Am 25. Oktober 2004 erlitt Peel im Alter von 65 einen Herzinfarkt und verstarb daran. Er hinterließ Frau und vier Kinder. Auf Peels Grabstein sollte die Zeile „Teenage dreams, so hard to beat“ aus dem Song „Teenage kicks“ (Dieser Undertones-Song war sein immerwährendes Lieblingslied) und sein Name stehen. Dies sagte er in einem Interview dem „Guardian“. An der Trauerfeier nahmen mehrere tausend Gäste teil, darunter etliche Musiker und Kollegen.
Mitte Dezember 2004 würdigte die BBC Peel in einer 6 Stunden langen Tributsendung. Die Sendung wurde europaweit von mehreren Radiostationen übertragen. Peels Sendung wurde erst von seiner Urlaubsvertretung übernommen, aber das Erbe Peels konnte er und andere nicht antreten, dazu war Peel einfach zu einzigartig. Ein Jahr später rief die BBC zum „John Peel Day“ auf und wollte das jedes Jahr Fans Gedenkveranstaltungen ins Leben riefen, um Peel zu würdigen. Dieser soll jedes Jahr am zweiten Donnerstag im Oktober stattfinden, um an Peels letzte Sendung, den 14. Oktober 2004, zu erinnern.
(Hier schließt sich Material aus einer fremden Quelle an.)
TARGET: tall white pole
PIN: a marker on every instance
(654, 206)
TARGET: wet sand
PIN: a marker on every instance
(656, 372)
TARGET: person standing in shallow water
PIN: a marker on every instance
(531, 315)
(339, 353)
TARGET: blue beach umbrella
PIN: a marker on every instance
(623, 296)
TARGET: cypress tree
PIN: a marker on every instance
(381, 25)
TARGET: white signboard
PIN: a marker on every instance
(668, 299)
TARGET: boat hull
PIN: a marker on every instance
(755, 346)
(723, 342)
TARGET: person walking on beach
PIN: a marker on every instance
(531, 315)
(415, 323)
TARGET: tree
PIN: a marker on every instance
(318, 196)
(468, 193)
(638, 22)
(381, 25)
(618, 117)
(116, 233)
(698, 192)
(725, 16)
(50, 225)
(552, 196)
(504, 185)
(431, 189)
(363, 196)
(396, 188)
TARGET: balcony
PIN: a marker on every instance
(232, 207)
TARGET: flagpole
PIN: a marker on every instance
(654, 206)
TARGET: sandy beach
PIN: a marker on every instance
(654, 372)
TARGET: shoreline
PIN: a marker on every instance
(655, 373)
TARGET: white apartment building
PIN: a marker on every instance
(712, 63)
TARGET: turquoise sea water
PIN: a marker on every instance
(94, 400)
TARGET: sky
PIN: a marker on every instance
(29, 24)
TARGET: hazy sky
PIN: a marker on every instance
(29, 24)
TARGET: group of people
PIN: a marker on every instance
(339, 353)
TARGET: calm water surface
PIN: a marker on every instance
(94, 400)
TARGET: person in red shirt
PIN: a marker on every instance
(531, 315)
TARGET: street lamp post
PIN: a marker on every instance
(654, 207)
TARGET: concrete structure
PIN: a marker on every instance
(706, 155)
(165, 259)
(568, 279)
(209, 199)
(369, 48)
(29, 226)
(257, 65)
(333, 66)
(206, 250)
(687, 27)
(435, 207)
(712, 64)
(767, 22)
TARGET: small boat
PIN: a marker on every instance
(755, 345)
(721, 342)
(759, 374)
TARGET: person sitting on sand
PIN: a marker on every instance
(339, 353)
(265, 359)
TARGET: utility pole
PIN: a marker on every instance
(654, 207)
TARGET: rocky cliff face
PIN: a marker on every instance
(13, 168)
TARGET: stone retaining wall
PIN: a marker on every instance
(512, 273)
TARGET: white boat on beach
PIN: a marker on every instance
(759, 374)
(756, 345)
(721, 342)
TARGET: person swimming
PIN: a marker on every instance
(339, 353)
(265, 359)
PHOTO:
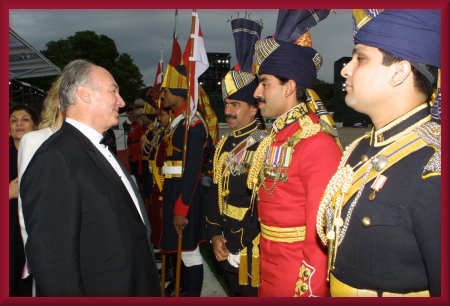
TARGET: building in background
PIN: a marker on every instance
(219, 65)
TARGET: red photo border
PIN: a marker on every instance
(6, 5)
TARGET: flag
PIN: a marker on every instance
(200, 62)
(154, 91)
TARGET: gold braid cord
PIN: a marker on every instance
(258, 162)
(217, 167)
(255, 177)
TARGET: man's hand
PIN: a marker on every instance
(180, 223)
(14, 189)
(219, 247)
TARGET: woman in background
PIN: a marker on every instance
(52, 119)
(22, 119)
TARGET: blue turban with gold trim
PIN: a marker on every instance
(413, 35)
(289, 54)
(239, 83)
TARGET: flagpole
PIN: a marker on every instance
(163, 267)
(185, 142)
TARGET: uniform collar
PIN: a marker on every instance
(289, 117)
(400, 126)
(179, 110)
(245, 130)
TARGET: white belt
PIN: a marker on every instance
(172, 170)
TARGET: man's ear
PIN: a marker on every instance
(290, 88)
(401, 71)
(84, 94)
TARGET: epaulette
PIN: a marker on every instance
(307, 127)
(431, 134)
(258, 135)
(195, 121)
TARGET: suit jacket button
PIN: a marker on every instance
(366, 221)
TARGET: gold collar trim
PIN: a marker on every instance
(400, 126)
(245, 130)
(290, 116)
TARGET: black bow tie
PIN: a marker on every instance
(103, 141)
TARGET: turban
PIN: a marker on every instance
(413, 35)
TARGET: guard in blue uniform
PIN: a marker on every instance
(183, 202)
(231, 218)
(380, 215)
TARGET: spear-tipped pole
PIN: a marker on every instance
(186, 130)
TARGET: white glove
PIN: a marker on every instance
(234, 259)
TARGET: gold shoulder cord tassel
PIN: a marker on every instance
(256, 278)
(243, 268)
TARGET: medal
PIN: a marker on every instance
(378, 164)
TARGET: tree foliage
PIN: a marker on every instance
(100, 50)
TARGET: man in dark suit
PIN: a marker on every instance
(87, 226)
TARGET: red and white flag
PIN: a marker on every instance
(159, 73)
(199, 59)
(154, 92)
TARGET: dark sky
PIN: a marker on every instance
(140, 33)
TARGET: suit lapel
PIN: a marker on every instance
(104, 166)
(137, 193)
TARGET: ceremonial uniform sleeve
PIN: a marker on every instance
(320, 159)
(213, 218)
(52, 212)
(426, 216)
(191, 178)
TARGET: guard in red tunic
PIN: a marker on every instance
(290, 171)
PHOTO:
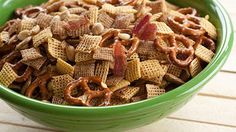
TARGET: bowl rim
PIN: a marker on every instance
(193, 85)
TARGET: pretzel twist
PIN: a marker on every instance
(89, 94)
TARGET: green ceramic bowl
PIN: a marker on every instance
(128, 116)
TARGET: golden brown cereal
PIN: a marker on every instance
(7, 75)
(195, 67)
(204, 54)
(133, 71)
(42, 37)
(154, 90)
(55, 49)
(101, 70)
(88, 43)
(103, 53)
(64, 67)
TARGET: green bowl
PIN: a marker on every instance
(128, 116)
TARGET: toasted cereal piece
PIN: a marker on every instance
(27, 24)
(88, 43)
(154, 90)
(195, 67)
(163, 29)
(64, 67)
(42, 37)
(93, 15)
(84, 69)
(133, 71)
(44, 20)
(172, 69)
(204, 54)
(128, 92)
(37, 63)
(105, 19)
(7, 75)
(59, 83)
(4, 38)
(151, 69)
(209, 27)
(30, 54)
(55, 49)
(102, 69)
(103, 53)
(123, 83)
(113, 80)
(80, 57)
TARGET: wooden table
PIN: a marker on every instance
(213, 109)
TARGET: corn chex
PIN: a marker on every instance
(7, 75)
(204, 54)
(88, 43)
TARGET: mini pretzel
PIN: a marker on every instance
(174, 50)
(188, 25)
(89, 94)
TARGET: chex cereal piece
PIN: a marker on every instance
(103, 53)
(30, 54)
(101, 70)
(42, 37)
(44, 20)
(7, 75)
(58, 84)
(209, 27)
(64, 67)
(123, 83)
(151, 69)
(133, 71)
(127, 93)
(195, 67)
(93, 15)
(154, 90)
(204, 54)
(84, 69)
(162, 28)
(80, 56)
(27, 24)
(172, 69)
(105, 19)
(113, 80)
(88, 43)
(55, 49)
(37, 63)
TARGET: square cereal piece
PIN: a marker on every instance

Nachfolgend nun eine Liste von Musikern und Bands, denen Peel eine Chance gab. Aus der ewig langen Liste habe ich etliche Musiker und Bands nehmen müssen, da das den Rahmen dieses Beitrages sprengen würde. Ich habe aber zugesehen, daß hier in etwa ein Gleichgewicht von (inzwischen) bekannten Bands und Untergrundbands entsteht, damit durch die Aufzählung der immense Einfluß John Peels auf die Musikszene deutlich wird:
4 Skins, 999, AC/DC, Adam and the Ants (später unter Adam Ant bekannt), The Adicts, The Adverts, Laurel Aitken, Alien Sex Fiend, Angelic Upstarts, Attila the Stockbroker, Bad Religion, Barcley James Harvest, Black Sabbath, Blur, Bolt Thrower, The Boomtown Rats (einstige Band von Bob Geldof), David Bowie, Buzzcocks, Nick Cave and the Bad Seeds, The Clash, Cockney Rejects, Joe Cocker, Leonard Cohen, Crass, The Cranberries, The Cure, The Damned, Dead or Alive, Deep Purple, Depeche Mode, Einstürzende Neubauten, Fleetwood Mac, The Flying Pickets, Frankie goes to Hollywood, The Fugees, Generation X (hier startete Billy Idol als Sänger seine Karriere), Genesis, Jimi Hendrix, The Housemartins, Jesus and the Mary Chain, Jethro Tull, Elton John, Joy Division, The Kinks, Laibach, Led Zeppelin, The Lurkers, Madness, Manfred Mann, Bob Marley, The Merton Parkas, The Meteors, Motörhead, Napalm Death, Nazareth, New Model Army, New Order, Nirvana, Offspring, OMD, The Pogues, Police, Queen, REM, Redskins, The Selecter, Sham 69, Simple Minds, Siouxsie & the Banshees, Sisters of Mercy, Skrewdriver, Splodgenessabounds, Cat Stevens, Stiff Little Fingers, The Stranglers, Supertramp, T. Rex, Tears for Fears, Thin Lizzy, Die Toten Hosen, UB 40, UK Subs, Ultravox, The Undertones, The Vibrators, Wasps, X-Ray Spex.